System testing: objectives

• reducing risk

• verifying whether or not functional and non-functional behaviours of the system are as they should be (as specified)

• validating that the system is complete and will work as it should and as expected

• building confidence in the quality of the system as a whole

• finding defects

• preventing defects from escaping to later testing or to production.

System testing: specific approaches and responsibilities

System testing is most often the final test on behalf of development to verify that the system to be delivered meets the specification and to validate that it meets expectations; one of its purposes is to find as many defects as possible. Most often it is carried out by specialist testers that form a dedicated, and sometimes independ­ent, test team within development, reporting to the development manager or project manager.

System testing should investigate end-to-end behaviour of both functional and non-functional aspects of the system. An end-to-end test may include all of the steps in a typical transaction, from logging on, accessing data, placing an order, etc. through to logging off and checking order status in a database. Typ­ical non-functional tests include performance, security and reliability.

Acceptance testing

Acceptance testing - Formal testing with respect to user needs, requirements, and business processes conducted to determine whether or not a system satisfies the acceptance criteria and to enable the user, customers or other authorized entity to determine whether or not to accept the system.

Acceptance tests typically produce information to assess the system's readiness for release or deployment to end-users or custom­ers. Although defects are found at this level, that is not the main aim of acceptance testing. The focus is on validation, the use of the system for real, and how suitable the system is to be put into production or actual use by its intended users. Regulatory and legal requirements and conformance to standards may also be checked in acceptance testing, although they should also have been addressed in an earlier level of testing so that the acceptance test is confirming compliance with the standards.

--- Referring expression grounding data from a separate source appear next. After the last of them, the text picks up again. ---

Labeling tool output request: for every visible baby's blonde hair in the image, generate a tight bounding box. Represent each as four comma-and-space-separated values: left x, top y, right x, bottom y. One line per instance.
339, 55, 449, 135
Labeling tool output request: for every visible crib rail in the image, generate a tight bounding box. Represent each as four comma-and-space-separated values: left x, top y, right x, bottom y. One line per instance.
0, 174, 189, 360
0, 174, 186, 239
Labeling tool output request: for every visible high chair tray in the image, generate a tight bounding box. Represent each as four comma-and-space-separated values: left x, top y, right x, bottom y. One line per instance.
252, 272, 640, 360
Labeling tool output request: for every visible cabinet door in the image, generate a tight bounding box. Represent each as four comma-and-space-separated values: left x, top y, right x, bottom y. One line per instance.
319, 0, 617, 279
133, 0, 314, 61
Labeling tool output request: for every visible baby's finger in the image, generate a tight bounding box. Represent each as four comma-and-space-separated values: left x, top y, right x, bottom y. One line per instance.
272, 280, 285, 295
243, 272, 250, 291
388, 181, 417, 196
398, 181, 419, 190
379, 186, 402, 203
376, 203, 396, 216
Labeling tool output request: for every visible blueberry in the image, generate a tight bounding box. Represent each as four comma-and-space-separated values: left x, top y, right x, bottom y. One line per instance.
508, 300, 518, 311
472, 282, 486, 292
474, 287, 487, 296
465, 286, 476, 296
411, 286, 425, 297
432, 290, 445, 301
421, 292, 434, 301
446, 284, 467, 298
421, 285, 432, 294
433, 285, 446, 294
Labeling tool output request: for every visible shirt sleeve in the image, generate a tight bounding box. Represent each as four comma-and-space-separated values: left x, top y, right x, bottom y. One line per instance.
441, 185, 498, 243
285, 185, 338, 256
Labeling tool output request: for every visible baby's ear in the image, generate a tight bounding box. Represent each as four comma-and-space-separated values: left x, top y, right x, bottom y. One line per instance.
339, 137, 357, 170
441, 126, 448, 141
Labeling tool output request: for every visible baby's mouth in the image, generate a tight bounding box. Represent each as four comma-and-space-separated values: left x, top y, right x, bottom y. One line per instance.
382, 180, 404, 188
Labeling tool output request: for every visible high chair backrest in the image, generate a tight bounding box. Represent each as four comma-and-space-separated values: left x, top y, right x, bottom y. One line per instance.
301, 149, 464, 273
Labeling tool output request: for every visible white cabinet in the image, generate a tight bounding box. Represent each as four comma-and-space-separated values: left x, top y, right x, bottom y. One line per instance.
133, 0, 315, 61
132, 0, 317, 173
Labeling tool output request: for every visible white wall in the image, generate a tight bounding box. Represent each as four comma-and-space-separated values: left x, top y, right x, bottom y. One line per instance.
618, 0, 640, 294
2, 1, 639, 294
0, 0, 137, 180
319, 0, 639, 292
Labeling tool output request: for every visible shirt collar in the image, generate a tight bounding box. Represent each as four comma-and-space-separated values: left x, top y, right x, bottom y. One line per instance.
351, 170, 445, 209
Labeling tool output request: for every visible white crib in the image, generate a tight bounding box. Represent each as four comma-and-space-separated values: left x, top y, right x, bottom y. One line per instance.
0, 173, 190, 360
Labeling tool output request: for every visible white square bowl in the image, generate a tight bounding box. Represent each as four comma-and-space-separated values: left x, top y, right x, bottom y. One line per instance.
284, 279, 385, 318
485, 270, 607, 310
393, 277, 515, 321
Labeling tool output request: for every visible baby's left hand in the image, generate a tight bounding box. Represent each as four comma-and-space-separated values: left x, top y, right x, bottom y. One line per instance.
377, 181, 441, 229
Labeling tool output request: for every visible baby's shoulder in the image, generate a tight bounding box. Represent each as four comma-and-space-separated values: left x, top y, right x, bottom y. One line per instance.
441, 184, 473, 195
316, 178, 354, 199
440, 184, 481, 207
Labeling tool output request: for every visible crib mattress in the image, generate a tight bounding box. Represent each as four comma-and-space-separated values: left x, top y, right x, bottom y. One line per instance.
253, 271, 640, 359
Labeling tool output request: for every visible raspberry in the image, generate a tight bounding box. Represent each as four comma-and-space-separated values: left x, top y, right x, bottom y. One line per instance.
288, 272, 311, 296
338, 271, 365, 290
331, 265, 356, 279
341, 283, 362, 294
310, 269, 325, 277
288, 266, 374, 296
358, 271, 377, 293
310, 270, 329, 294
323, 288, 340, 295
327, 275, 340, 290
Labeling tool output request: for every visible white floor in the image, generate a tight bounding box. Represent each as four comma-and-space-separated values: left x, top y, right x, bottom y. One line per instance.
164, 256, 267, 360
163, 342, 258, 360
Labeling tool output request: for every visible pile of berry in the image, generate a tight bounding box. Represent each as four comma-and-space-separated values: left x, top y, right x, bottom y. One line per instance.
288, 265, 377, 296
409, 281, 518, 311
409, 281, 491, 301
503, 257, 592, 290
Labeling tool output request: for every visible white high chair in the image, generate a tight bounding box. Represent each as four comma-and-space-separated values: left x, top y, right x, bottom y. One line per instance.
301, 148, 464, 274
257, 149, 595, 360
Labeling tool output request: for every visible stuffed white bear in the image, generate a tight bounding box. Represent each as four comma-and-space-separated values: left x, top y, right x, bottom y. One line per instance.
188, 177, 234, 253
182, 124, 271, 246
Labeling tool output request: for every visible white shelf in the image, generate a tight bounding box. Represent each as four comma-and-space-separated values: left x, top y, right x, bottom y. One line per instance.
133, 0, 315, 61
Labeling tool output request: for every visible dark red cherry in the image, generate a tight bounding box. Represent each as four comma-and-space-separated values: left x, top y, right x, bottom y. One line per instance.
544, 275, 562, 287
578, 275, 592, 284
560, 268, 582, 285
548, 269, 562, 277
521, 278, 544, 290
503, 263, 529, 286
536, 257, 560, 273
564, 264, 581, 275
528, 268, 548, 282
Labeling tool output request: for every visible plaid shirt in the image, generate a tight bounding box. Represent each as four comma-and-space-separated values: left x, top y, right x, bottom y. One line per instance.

Acceptance testing: objectives

• establishing confidence in the quality of the system as a whole

• validating that the system is complete and will work as expected

• verifying that functional and non-functional behaviors of the system are as specified.

Different forms of acceptance testing

• User acceptance testing (UAT) - Acceptance testing conducted in a real or simulated operational environment by intended users focusing on their needs, requirements and business processes.

• Operational acceptance testing (OAT) - (production acceptance testing) Operational testing in the acceptance test phase, typically performed in a (simulated) operational environment by operations and/or systems administration staff focusing on operational aspects, for example recoverability, resource-behavior, installability and technical compliance.

• Contractual acceptance testing - Acceptance testing conducted to verify whether a system satisfies its contractual requirements.

• Regulatory acceptance testing - Acceptance testing conducted to verify whether a system conforms to relevant laws, policies and regulations.

Acceptance testing: specific approaches and responsibilities

The goal of acceptance testing is to establish confidence in the system, part of the system, or specific non-functional characteristics, for example usability of the system. Acceptance testing is most often focused on a validation type of testing, where we are trying to determine whether the system is fit for purpose. Finding defects should not be the main focus of acceptance testing.